Hi, im wanting to try and use live plants in a vivarium that will be getting setup over the weekend, and im going to try and use live plants within it, which i have never done before.
The tank is for the white lipped tree frogs, and i was told to use a Pothes plant, as they hold quite well apparently.
Iv been told you can put pebbles in the bottom and then lay down soil or woodchips on top, as this would act as a drainage.
Can somebody please just basically tell me what to do in order to get it right.
Any help is much appreciated.
Thanks.


----------



## OlyFroggyBoy (Nov 18, 2009)

You can use rocks yes, but they will make the tank very heavy as you will need about 2 or so inches of rocks. The best stuff to use are hydroleca balls, which are lightweight little clay balls. Fill the bottom of the tank with about 2-3 inches of them, then get some sort of weed mesh and lay it over the balls, this seperates the earth from the balls. Once the mesh is in place you can put your substrate in, if i was you just go with plain eco earth. then simply push the roots in the soil, if they dont feel sturdy enough, you could put some big pebbles round the base of the stem. Make sure the pebbles are too big for the frogs to eat. 

Hope this helps


----------



## bobo10 (Sep 10, 2010)

OlyFroggyBoy said:


> You can use rocks yes, but they will make the tank very heavy as you will need about 2 or so inches of rocks. The best stuff to use are hydroleca balls, which are lightweight little clay balls. Fill the bottom of the tank with about 2-3 inches of them, then get some sort of weed mesh and lay it over the balls, this seperates the earth from the balls. Once the mesh is in place you can put your substrate in, if i was you just go with plain eco earth. then simply push the roots in the soil, if they dont feel sturdy enough, you could put some big pebbles round the base of the stem. Make sure the pebbles are too big for the frogs to eat.
> 
> Hope this helps


Would i not just be able to use woodchippings or cocofibre, and just put the plant pot into that.
What do you reckon.
Thankyou


----------



## Ron Magpie (Oct 11, 2009)

bobo10 said:


> Would i not just be able to use woodchippings or cocofibre, and just put the plant pot into that.
> What do you reckon.
> Thankyou


 Yes, you could, although it might be best to repot the plants in fresh, fertiliser-free soil.
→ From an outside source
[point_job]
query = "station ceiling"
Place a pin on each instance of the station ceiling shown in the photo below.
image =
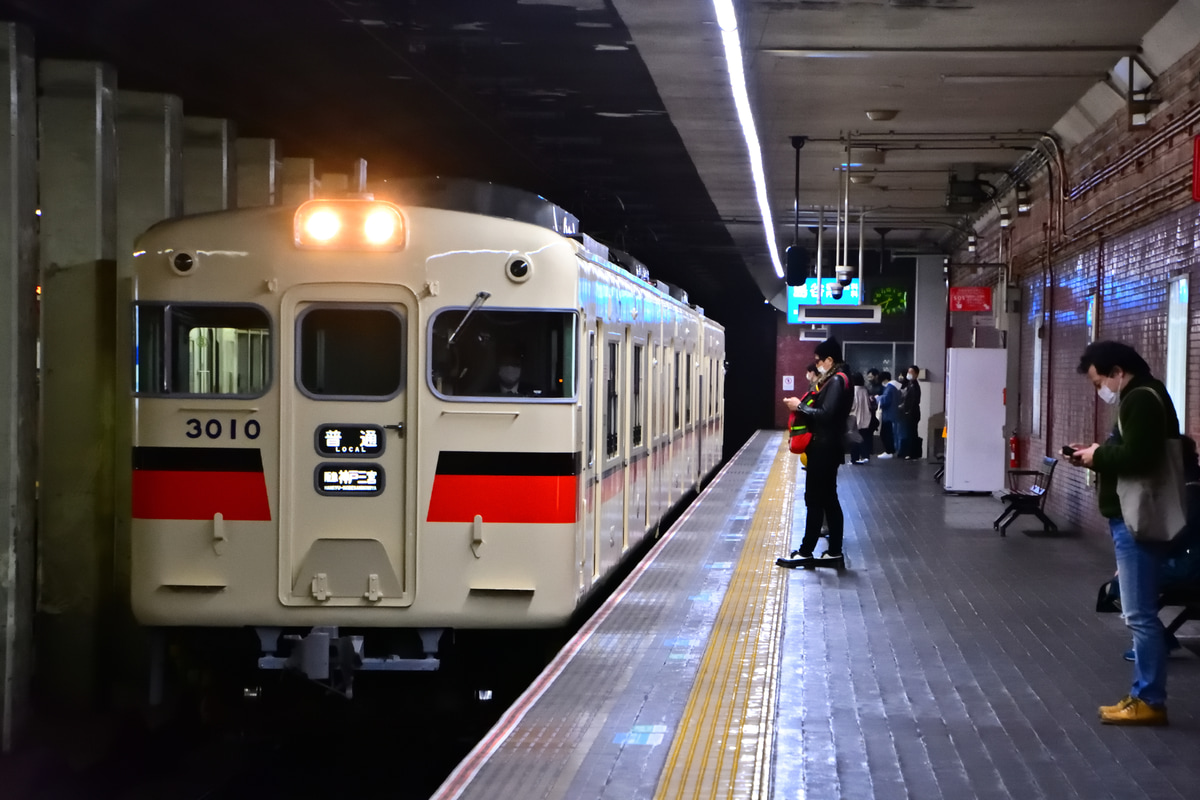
(621, 110)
The advantage of doing it that way is that if the plants peg it (some probably will!) you can just hoik out the pot and bung in a replacement.


----------



## bobo10 (Sep 10, 2010)

Ron Magpie said:


> Yes, you could, although it might be best to repot the plants in fresh, fertiliser-free soil. The advantage of doing it that way is that if the plants peg it (some probably will!) you can just hoik out the pot and bung in a replacement.


Ok cool, Thanks for that, appreciate it.


----------